Introduction to Optimal Decision Making

Miquel Perello Nieto

University of Bristol


Optimal Decision Making. Why and how?

Optimal decisions with different types of model

Classifier as a black box

Training vs Deployment

Cost-sensitive classification

  • Cost-sensitive classification (Elkan 2001) provides a framework to make optimal decisions (with certain assumptions).
  • We require the true posterior probabilities of each outcome in order to make optimal decisions, but we can use estimates.
  • Assumes the costs are not instance dependent (only depend on the predicted and true class).
  • Class priors and costs can be changed during deployment (if known or estimated).

Cost matrices: Binary example

The following is a typical example of a cost matrix \(c\) for a binary problem.

Predicted \(C_1\) Predicted \(C_2\)
True \(C_1\) \(\color{DarkGreen}{0}\) \(\color{DarkRed}{1}\)
True \(C_2\) \(\color{DarkRed}{1}\) \(\color{DarkGreen}{0}\)

We will refer to \(c_{i|j}\) the cost of predicting class \(C_i\) given that the true class is \(C_j\).

Given the posterior probabilities \(P(C_j|\mathbf{x})\) where \(j \in \{1, K\}\) and the cost matrix \(c\) we can calculate the expected cost of predicting class \(C_i\)

\[\begin{equation} \mathbb{E}_{j \sim P(\cdot|\mathbf{x})} (c_{i|j}) = \sum_{j = 1}^K P(C_j|\mathbf{x}) c_{i|j}. \end{equation}\]

For example, lets assume that the posterior probability vector for a given instance is \([0.4, 0.6]\), the expected costs will be

  • Predicting Class 1 will have an expected cost of \(0.4 \times 0 + 0.6 \times 1 = \color{DarkRed}{0.6}\)
  • Predicting Class 2 will have an expected cost of \(0.4 \times 1 + 0.6 \times 0 = \mathbf{\color{DarkRed}{0.4}}\).

Expected costs figure

We can visualise the cost lines for each prediction with a line for each predicted class \(C_i\) and its missclassification costs and correct predictions (Drummond and Holte 2006).

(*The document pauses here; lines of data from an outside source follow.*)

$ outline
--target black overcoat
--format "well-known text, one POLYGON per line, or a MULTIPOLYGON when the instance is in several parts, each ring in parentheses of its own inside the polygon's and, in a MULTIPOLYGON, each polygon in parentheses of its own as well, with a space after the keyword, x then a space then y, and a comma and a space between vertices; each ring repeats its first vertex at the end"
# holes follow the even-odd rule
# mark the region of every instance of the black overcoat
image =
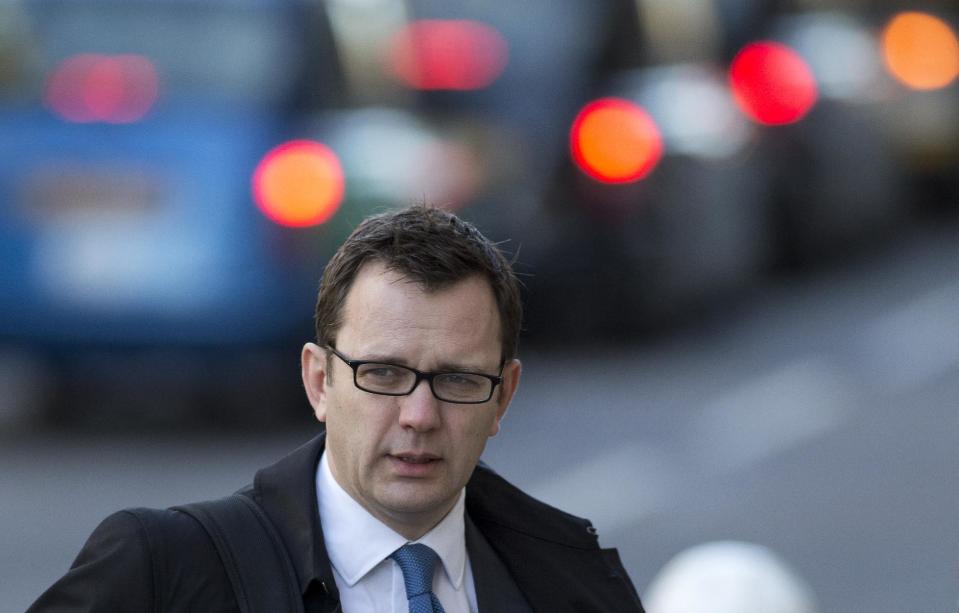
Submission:
MULTIPOLYGON (((339 611, 316 500, 324 441, 321 434, 260 470, 247 488, 286 545, 307 613, 339 611)), ((466 513, 533 611, 642 613, 616 550, 599 547, 589 521, 535 500, 483 464, 466 486, 466 513)), ((470 556, 480 610, 495 611, 499 590, 484 578, 496 574, 470 556)), ((28 613, 181 611, 238 613, 213 542, 182 512, 130 509, 96 528, 28 613)))

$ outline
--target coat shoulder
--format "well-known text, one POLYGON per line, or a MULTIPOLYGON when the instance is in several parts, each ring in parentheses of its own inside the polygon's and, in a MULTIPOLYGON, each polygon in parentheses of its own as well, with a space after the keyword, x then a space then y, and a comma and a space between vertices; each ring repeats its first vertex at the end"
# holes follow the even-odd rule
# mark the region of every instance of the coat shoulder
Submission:
POLYGON ((212 540, 184 513, 135 508, 104 519, 28 612, 188 610, 236 610, 212 540))
POLYGON ((477 524, 495 524, 542 541, 577 549, 598 549, 592 522, 522 491, 480 463, 466 486, 466 506, 477 524))

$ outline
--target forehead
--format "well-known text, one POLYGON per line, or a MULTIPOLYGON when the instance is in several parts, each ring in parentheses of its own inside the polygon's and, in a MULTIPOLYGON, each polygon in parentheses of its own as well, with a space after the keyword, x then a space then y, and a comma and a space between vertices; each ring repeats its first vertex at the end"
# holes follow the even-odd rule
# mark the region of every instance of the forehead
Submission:
POLYGON ((380 262, 359 270, 343 305, 338 343, 379 357, 498 359, 500 321, 489 282, 474 275, 427 290, 380 262))

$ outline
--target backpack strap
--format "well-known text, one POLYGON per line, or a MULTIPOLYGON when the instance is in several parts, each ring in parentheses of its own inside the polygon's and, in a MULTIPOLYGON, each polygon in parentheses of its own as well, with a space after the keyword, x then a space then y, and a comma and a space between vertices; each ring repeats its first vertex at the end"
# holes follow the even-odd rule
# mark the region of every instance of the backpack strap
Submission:
POLYGON ((174 510, 194 518, 210 535, 241 613, 303 613, 290 556, 255 501, 233 494, 174 510))

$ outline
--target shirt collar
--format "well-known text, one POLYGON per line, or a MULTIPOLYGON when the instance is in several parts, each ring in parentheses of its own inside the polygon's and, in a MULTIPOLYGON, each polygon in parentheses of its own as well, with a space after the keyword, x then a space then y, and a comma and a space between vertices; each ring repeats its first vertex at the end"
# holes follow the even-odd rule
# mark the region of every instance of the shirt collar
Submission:
MULTIPOLYGON (((351 587, 409 542, 373 517, 336 482, 326 453, 316 470, 316 494, 330 563, 351 587)), ((446 517, 415 541, 439 555, 446 576, 456 589, 460 589, 466 573, 464 509, 465 497, 460 491, 446 517)))

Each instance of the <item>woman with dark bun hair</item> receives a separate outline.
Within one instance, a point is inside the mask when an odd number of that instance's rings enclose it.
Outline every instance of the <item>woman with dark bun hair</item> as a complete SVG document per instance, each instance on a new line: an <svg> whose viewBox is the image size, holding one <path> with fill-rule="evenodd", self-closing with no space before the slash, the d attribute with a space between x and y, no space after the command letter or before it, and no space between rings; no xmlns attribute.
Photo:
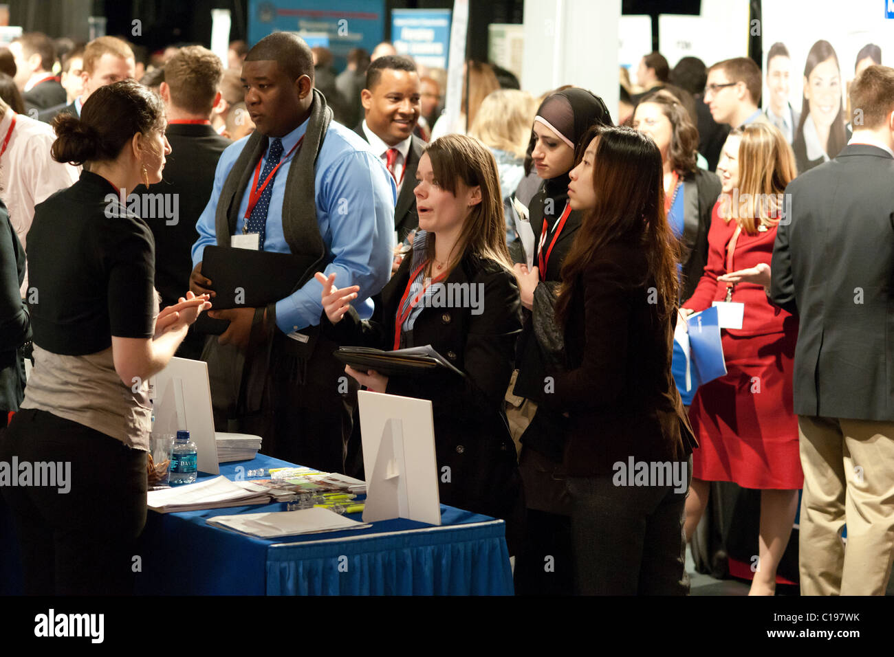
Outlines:
<svg viewBox="0 0 894 657"><path fill-rule="evenodd" d="M148 378L167 365L207 297L158 312L155 243L124 200L162 179L161 101L133 80L60 114L53 158L80 179L37 206L28 234L34 369L0 460L46 463L55 481L4 486L30 594L132 593L146 522ZM39 303L38 300L39 299ZM38 469L33 468L34 473Z"/></svg>

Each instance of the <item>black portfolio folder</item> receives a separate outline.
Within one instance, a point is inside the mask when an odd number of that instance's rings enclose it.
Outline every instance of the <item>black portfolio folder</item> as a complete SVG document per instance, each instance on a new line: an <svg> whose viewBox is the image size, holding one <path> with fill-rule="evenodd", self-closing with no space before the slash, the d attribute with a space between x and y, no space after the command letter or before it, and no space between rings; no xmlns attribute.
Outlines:
<svg viewBox="0 0 894 657"><path fill-rule="evenodd" d="M366 372L374 369L385 376L412 376L435 369L447 369L460 376L465 376L427 344L425 347L411 347L397 351L383 351L369 347L340 347L333 355L356 370Z"/></svg>
<svg viewBox="0 0 894 657"><path fill-rule="evenodd" d="M202 275L216 292L212 310L260 307L279 301L292 293L302 274L299 257L291 253L207 246L202 257ZM229 324L202 313L195 331L220 335Z"/></svg>

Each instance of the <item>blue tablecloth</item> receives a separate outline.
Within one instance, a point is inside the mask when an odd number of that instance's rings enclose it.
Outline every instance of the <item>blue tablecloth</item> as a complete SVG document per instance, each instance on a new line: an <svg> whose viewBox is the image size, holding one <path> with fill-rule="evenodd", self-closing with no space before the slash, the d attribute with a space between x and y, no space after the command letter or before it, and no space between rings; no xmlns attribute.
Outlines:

For example, the following cost matrix

Predicted \(C_1\) Predicted \(C_2\)
True \(C_1\) \(\color{DarkGreen}{0}\) \(\color{DarkRed}{1}\)
True \(C_2\) \(\color{DarkRed}{1}\) \(\color{DarkGreen}{0}\)

will result in the following cost lines

where we have highlighted the minimum cost among the possible predictions. In this particular case the optimal prediction changes when the probability of the true class is higher or lower than \(0.5\), with the same expected cost for both classes at \(0.5\).

Cost Matrix “reasonableness” condition

In general, it is reasonable to expect cost matrices where:

  1. For a given class \(j\) the correct prediction has always a lower cost than an incorrect prediction \(c_{j|j} < c_{i|j}\) with \(i \neq j\).
  2. Class domination: One class does not consistently have lower costs than other classes \(c_{i|j} \leq c_{k|j}\) for all \(j\).

We will make these reasonable assumptions in this introductory module.

Class Domination

The following is an example of class domination in which predicting class \(C_1\) will always have a lower expected cost.

Predicted \(C_1\) Predicted \(C_2\)
True \(C_1\) \(\color{DarkGreen}{0}\) \(\color{DarkRed}{1}\)
True \(C_2\) \(\color{DarkRed}{0.4}\) \(\color{DarkGreen}{0.5}\)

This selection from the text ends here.